18 papers a year! Google Quantum AI team 2021 annual summary

Reporting by XinZhiyuan

EDIT: LRS

Google's quantum computing team's technology has always been at the forefront of the world. Recently, they released a summary of their work in 2021, publishing a total of 18 papers, and the small goal of "building a practical quantum computer in ten years" that was once proposed is also steadily implemented.

Quantum computing has always been considered the engine of the next generation of industrial revolution, and various countries and technology companies have added full power to quantum computing and related software for research and development.

Some time ago, Google's quantum AI team also summarized its own 2021.

18 papers a year! Google Quantum AI team 2021 annual summary

The researchers say that while quantum computing remains a challenging subject, they have published a total of 18 papers in the past year, yielding fruitful results, especially in building fully error-corrected quantum computers.

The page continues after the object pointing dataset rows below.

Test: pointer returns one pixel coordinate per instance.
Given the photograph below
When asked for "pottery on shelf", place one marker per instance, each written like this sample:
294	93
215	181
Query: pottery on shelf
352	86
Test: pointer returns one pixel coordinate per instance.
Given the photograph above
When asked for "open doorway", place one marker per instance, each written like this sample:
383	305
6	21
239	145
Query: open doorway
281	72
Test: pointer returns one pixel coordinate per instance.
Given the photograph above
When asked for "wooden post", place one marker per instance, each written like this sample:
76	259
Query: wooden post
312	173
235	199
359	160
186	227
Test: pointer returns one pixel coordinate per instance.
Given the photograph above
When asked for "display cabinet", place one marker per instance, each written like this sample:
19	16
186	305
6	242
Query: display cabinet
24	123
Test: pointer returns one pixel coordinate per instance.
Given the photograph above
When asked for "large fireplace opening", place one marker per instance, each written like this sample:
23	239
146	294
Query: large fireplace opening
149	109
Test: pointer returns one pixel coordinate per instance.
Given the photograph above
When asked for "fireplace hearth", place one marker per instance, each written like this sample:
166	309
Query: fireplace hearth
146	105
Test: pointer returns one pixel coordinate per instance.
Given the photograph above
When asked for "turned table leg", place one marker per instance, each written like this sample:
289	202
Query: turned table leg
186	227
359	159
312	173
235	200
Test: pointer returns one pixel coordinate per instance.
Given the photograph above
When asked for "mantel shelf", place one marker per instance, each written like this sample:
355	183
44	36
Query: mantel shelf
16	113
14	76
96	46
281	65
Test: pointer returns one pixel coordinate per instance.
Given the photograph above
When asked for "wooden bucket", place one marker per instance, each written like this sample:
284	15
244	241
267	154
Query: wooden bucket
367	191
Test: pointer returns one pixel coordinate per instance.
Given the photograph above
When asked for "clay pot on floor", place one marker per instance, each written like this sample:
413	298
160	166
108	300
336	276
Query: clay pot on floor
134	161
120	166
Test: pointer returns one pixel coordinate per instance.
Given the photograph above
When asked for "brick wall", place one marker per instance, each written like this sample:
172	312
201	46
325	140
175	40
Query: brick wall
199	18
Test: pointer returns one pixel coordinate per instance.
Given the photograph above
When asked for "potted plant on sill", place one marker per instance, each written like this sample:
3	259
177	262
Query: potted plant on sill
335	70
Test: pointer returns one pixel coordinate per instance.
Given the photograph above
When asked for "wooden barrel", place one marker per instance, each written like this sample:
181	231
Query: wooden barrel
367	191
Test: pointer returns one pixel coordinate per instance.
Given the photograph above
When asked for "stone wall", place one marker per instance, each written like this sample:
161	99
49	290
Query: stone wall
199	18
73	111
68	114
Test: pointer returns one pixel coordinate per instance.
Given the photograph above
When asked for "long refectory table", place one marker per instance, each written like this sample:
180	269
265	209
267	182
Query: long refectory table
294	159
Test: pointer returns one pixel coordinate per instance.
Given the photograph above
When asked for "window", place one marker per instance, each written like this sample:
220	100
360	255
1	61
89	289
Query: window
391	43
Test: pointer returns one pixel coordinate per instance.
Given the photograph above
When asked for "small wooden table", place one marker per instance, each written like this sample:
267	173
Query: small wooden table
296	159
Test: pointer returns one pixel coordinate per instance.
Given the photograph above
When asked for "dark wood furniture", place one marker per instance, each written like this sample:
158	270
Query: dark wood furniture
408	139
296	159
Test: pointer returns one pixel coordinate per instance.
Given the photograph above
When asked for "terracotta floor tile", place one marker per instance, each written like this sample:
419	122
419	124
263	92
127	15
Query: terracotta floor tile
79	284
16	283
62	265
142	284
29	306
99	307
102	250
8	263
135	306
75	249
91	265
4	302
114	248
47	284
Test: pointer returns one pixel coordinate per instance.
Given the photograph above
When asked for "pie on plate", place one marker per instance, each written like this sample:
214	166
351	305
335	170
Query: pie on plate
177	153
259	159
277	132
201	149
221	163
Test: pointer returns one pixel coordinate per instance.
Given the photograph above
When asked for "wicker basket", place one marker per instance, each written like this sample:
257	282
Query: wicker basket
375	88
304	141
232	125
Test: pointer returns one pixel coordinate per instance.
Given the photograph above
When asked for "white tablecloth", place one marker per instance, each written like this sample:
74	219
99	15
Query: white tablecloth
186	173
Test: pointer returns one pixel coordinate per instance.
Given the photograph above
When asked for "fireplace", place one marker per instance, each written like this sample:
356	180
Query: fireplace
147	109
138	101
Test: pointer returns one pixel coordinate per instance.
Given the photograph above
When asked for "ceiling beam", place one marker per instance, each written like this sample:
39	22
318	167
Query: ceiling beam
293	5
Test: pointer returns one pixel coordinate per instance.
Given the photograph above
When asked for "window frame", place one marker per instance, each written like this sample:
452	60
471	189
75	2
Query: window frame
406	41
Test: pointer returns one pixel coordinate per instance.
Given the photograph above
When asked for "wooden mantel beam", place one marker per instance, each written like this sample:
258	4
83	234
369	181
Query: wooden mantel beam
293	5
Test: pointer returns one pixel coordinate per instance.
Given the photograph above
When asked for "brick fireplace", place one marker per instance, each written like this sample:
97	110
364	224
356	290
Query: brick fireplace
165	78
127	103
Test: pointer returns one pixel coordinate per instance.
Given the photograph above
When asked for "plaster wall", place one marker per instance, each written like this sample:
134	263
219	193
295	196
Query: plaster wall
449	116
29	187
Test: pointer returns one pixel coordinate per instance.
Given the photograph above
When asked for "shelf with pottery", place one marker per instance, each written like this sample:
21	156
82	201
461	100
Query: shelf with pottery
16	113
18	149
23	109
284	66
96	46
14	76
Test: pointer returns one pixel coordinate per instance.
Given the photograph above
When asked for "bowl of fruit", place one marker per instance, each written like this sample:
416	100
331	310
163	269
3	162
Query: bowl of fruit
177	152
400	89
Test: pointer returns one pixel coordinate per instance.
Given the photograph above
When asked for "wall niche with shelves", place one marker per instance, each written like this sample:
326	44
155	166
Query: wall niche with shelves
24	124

And the Quantum AI team has begun work on the next hardware milestone: an error-corrected quantum bit prototype.

Hardware innovation

To do quantum computing, a quantum computer is essential, so the development of hardware is also a top priority.

In May, Google officially announced the Quantum AI Campus in Santa Barbara, which houses data centers, chip manufacturing facilities, research labs and sprawling office areas, all to build and run quantum computer services.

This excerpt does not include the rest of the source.